This is the case of a 25 year old Mr V.S (Patient Ref No: L-7678) who reported to the clinic with a known case of Nephrotic Syndrome since 10 years, suffering with a relapse every two months for about 4-5 days. He suffered from swelling of ankles and feet, which severely aggravated after 6 pm.
Along with his urinary complaints, he also had marked breathlessness with cough and chest congestion. All his complaints aggravated in the morning and while ascending stairs.
He also suffered from giddiness, which aggravated when standing or sitting. He also had severe backache and severe throbbing pain in the abdomen increased especially in the morning. He had vomiting spells particularly after drinking water. He had sour eructations. He had watery stools with burning epigastrium and pain in the retrosternal region particularly after 6 pm.
He had developed a nasopharyngeal abscess 7 years back. He also had osteomyelitis of clivus during the same time.
He was a very timid person. He used to have great difficulty in approaching anyone even for work. He feared interacting with others by taking initiative. He had marked anxiety before starting any new work but eventually managed it well. He had suffered from a great deal of depression in the past one year. He had lost many good job opportunities because he failed the medical tests undertaken. He had developed a lot of nervousness due to the instability in his career.
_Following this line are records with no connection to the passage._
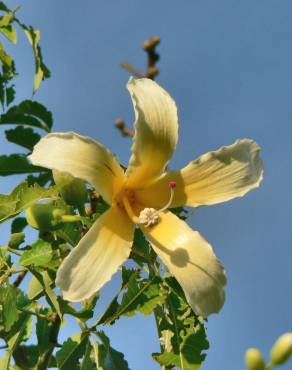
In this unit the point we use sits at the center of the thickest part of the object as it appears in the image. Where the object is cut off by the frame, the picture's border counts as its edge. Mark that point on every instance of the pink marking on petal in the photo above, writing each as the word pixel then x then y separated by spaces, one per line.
pixel 172 184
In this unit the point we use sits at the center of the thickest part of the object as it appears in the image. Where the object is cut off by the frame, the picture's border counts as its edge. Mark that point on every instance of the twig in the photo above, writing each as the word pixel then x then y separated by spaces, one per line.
pixel 132 70
pixel 19 279
pixel 121 125
pixel 153 57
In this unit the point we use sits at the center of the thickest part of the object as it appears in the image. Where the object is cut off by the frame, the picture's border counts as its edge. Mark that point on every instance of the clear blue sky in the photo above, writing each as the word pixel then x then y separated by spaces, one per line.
pixel 228 64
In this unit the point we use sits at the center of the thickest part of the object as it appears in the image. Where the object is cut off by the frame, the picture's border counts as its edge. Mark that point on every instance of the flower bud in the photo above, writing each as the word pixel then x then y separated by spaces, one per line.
pixel 254 359
pixel 43 216
pixel 73 190
pixel 282 349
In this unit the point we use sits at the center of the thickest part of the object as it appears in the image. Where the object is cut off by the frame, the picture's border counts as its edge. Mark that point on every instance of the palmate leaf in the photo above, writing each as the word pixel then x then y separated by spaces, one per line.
pixel 22 197
pixel 8 298
pixel 138 294
pixel 72 350
pixel 15 335
pixel 23 136
pixel 26 357
pixel 30 113
pixel 106 357
pixel 188 341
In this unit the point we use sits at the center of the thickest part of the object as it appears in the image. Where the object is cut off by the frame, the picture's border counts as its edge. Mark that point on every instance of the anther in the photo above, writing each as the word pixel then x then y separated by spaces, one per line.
pixel 149 216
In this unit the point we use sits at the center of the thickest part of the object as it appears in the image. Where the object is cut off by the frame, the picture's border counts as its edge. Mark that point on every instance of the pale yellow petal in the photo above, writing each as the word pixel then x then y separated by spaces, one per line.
pixel 97 256
pixel 81 157
pixel 156 131
pixel 215 177
pixel 191 260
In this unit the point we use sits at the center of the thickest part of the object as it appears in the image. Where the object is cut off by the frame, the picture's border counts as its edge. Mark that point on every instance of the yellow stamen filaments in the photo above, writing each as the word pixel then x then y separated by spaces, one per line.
pixel 129 210
pixel 148 216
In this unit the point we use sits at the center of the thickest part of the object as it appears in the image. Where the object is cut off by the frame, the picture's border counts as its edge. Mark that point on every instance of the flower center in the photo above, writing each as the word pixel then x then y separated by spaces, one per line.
pixel 148 216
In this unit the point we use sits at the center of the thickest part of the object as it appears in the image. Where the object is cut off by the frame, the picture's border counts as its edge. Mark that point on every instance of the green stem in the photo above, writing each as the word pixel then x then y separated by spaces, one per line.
pixel 41 316
pixel 71 218
pixel 14 251
pixel 82 210
pixel 44 360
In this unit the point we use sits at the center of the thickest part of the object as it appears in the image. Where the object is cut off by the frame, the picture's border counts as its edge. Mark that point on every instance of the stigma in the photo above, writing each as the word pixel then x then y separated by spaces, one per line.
pixel 150 216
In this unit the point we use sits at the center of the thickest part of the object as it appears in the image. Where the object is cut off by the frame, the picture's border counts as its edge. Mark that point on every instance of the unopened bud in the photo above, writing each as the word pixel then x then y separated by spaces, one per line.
pixel 254 359
pixel 282 349
pixel 73 190
pixel 43 216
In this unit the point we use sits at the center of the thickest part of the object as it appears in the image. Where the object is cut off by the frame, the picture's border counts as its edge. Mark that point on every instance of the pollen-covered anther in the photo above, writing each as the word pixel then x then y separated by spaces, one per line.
pixel 148 217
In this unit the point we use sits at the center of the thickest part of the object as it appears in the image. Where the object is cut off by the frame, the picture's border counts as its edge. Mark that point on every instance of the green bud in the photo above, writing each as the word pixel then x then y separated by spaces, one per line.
pixel 254 359
pixel 282 349
pixel 73 190
pixel 42 216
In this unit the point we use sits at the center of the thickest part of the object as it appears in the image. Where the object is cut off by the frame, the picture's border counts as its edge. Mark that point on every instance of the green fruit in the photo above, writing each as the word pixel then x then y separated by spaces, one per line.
pixel 254 359
pixel 282 349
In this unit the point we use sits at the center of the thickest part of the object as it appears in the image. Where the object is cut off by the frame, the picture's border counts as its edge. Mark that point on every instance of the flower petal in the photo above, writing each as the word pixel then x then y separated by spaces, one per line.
pixel 97 256
pixel 156 131
pixel 215 177
pixel 81 157
pixel 191 260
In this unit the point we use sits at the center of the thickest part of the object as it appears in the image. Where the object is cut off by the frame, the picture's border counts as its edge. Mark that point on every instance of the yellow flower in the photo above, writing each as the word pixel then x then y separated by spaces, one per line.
pixel 142 194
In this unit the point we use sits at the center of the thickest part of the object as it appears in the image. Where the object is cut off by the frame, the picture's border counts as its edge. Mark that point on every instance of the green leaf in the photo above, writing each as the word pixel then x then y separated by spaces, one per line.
pixel 3 7
pixel 30 113
pixel 106 357
pixel 8 301
pixel 36 289
pixel 87 362
pixel 42 179
pixel 6 19
pixel 189 356
pixel 43 330
pixel 141 251
pixel 16 239
pixel 7 61
pixel 186 333
pixel 72 350
pixel 23 136
pixel 26 356
pixel 10 33
pixel 39 254
pixel 141 295
pixel 17 164
pixel 15 336
pixel 22 197
pixel 10 94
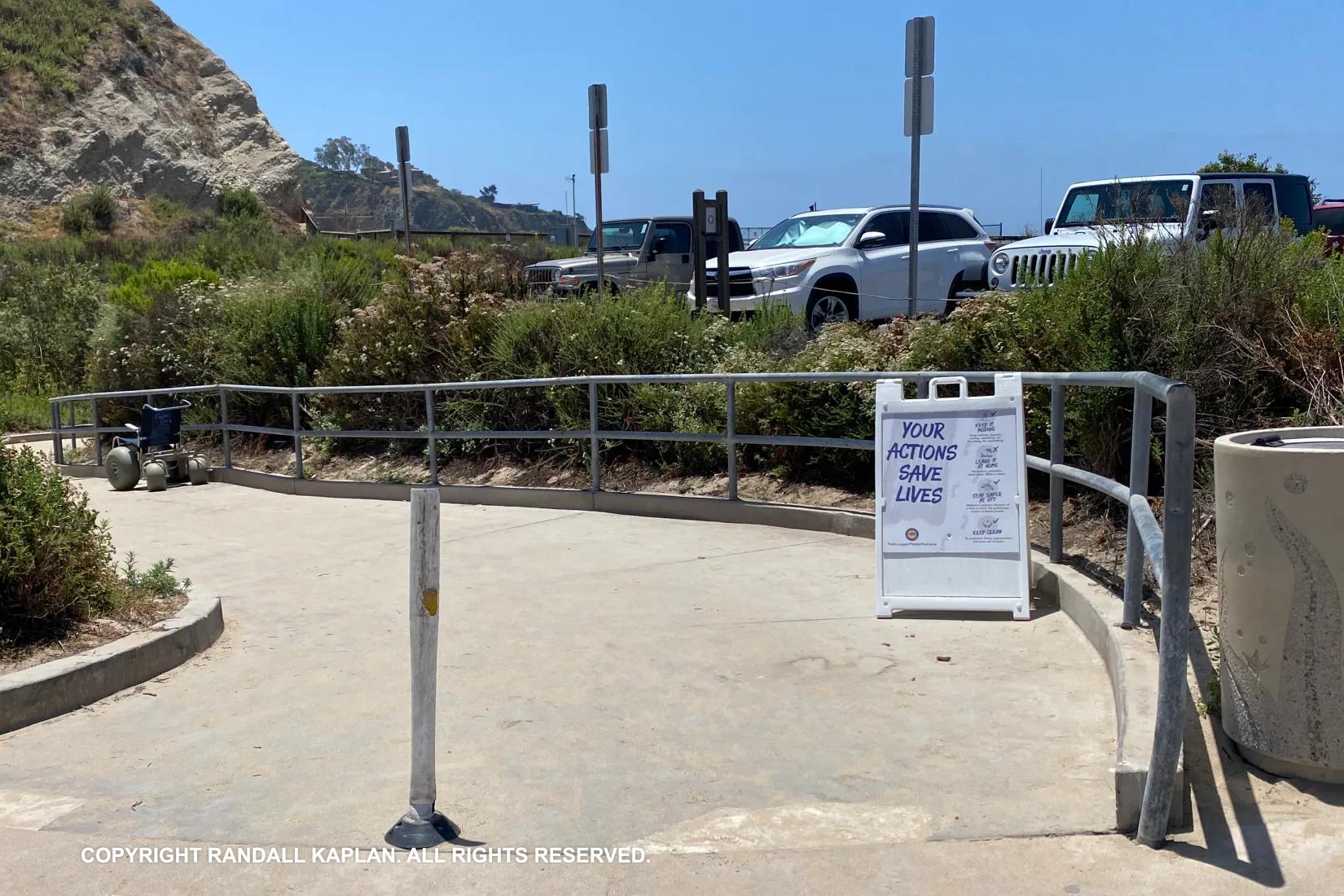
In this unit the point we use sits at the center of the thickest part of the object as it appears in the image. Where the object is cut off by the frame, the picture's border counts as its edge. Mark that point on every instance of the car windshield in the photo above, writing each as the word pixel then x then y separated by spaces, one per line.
pixel 620 235
pixel 1331 217
pixel 810 230
pixel 1143 200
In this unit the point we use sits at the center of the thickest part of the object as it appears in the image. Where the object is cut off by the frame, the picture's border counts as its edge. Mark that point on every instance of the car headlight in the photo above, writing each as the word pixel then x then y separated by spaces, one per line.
pixel 783 271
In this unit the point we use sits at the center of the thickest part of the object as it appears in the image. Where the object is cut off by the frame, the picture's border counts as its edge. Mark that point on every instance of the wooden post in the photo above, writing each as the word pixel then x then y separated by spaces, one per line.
pixel 422 827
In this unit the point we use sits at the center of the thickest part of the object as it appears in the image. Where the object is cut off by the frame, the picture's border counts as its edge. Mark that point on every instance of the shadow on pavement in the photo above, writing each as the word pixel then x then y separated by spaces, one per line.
pixel 1219 850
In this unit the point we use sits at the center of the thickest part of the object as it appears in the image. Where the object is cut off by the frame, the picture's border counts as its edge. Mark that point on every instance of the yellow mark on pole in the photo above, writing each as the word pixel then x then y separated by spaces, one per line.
pixel 429 600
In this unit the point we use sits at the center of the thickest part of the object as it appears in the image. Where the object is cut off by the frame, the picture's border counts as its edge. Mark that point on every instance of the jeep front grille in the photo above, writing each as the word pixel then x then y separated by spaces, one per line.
pixel 541 275
pixel 1042 269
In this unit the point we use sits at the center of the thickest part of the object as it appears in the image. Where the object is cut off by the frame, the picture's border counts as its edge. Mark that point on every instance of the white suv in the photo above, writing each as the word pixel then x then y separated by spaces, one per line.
pixel 854 264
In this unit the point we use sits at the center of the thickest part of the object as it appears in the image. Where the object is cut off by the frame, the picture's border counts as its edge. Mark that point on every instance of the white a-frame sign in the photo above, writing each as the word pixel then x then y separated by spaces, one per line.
pixel 952 500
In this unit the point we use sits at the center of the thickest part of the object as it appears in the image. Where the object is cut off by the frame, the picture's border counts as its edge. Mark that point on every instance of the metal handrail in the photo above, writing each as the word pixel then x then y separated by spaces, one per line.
pixel 1167 546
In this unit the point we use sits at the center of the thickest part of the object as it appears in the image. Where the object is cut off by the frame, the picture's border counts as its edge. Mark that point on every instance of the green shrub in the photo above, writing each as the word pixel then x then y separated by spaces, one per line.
pixel 235 246
pixel 22 413
pixel 57 562
pixel 173 341
pixel 46 314
pixel 275 333
pixel 425 327
pixel 157 281
pixel 55 555
pixel 241 203
pixel 94 210
pixel 76 217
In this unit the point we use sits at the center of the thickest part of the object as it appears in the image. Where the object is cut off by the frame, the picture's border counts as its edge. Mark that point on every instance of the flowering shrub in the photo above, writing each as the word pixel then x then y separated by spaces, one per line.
pixel 173 341
pixel 428 325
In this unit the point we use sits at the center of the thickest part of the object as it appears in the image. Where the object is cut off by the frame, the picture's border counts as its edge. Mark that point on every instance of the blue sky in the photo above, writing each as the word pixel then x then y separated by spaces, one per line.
pixel 789 103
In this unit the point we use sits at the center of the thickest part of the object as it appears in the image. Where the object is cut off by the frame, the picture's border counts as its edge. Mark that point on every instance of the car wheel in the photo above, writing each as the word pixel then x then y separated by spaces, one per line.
pixel 952 296
pixel 828 308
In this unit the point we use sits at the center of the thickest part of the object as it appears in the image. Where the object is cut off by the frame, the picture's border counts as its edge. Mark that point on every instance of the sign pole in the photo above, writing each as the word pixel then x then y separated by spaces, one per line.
pixel 918 121
pixel 600 165
pixel 422 827
pixel 597 200
pixel 403 163
pixel 701 261
pixel 721 200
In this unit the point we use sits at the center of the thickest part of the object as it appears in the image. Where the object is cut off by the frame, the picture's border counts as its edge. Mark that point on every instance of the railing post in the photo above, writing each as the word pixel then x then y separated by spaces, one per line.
pixel 421 827
pixel 433 445
pixel 1056 485
pixel 1140 453
pixel 731 436
pixel 1172 637
pixel 97 437
pixel 299 448
pixel 595 442
pixel 57 450
pixel 223 428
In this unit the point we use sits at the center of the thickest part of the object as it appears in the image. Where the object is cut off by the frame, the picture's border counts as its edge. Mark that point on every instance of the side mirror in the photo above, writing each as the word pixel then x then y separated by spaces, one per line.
pixel 1209 221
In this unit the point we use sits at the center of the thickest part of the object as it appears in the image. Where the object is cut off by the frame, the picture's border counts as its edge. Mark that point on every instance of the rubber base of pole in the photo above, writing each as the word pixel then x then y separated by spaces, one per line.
pixel 413 832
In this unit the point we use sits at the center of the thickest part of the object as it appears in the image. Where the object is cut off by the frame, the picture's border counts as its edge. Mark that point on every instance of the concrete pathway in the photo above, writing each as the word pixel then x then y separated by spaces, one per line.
pixel 715 695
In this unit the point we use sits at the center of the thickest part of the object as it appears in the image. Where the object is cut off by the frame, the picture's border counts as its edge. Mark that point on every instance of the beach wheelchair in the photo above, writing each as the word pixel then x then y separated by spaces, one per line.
pixel 155 453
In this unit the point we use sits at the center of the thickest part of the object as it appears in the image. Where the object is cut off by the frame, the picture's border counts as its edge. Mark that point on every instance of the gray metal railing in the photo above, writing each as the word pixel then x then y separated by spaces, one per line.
pixel 1166 546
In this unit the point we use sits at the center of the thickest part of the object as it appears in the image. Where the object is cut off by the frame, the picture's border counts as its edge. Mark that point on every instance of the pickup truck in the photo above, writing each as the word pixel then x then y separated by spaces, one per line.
pixel 635 252
pixel 1329 215
pixel 1166 209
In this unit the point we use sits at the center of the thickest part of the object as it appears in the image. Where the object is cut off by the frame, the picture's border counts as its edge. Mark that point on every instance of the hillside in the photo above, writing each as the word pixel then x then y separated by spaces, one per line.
pixel 353 202
pixel 112 91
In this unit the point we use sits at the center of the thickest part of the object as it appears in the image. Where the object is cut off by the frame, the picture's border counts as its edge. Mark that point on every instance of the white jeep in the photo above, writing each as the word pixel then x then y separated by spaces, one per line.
pixel 1166 209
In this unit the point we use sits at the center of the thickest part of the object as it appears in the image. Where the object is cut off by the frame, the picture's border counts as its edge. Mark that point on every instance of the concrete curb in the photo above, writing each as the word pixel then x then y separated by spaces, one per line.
pixel 1131 657
pixel 1131 660
pixel 54 688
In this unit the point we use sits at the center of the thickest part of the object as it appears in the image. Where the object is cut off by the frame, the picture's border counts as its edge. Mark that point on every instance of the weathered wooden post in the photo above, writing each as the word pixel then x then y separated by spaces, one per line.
pixel 421 827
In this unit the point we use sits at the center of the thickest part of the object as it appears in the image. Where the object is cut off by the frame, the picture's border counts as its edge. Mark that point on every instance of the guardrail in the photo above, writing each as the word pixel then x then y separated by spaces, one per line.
pixel 1167 546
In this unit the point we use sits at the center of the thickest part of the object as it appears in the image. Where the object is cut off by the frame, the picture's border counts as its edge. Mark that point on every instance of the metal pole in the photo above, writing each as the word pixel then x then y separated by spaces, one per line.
pixel 403 163
pixel 1056 484
pixel 223 428
pixel 1172 637
pixel 97 437
pixel 916 121
pixel 574 209
pixel 421 827
pixel 299 450
pixel 731 433
pixel 595 444
pixel 721 200
pixel 597 198
pixel 55 433
pixel 429 437
pixel 701 246
pixel 1139 459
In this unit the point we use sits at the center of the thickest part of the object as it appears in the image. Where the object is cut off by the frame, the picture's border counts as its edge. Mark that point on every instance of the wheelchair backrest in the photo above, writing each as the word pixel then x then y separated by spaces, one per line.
pixel 159 426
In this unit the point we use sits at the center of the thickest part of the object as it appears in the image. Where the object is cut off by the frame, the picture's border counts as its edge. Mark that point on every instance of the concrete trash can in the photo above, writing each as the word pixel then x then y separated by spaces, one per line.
pixel 1280 569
On account of this, he had started to feel a lot of hopelessness. His school life was very stressful. He was under lot of financial stress as his mother was the only earning member in the family and so he had to start working very early in life to fund his studies and look after the household matters. Generally, he used to get angry by any contradiction. He expressed by talking to the concerned person. He used to have a lot of trembling with anger. He desired company. He had marked weeping tendency. On seeing someone hurt, he used to cry. He used to feel relieved by consolation.
His father had expired 19 years back at the age of 36, having suffered from an acute myocardial infarction. His paternal grandmother was suffering from asthma. His paternal aunt had leukaemia. There was no history of any other major illnesses in the family.
His medical examination records showed acute tubular damage due to acute renal failure. His 24 hrs urine albumin was 3680 mg.
After detailed case taking, he was prescribed individualised homeopathic treatment. After two months of homeopathic treatment, there was marked reduction in the puffiness of face and swelling of ankles. Within four months of treatment, there were no traces of albumin in urine and the general condition of the patient improved remarkably.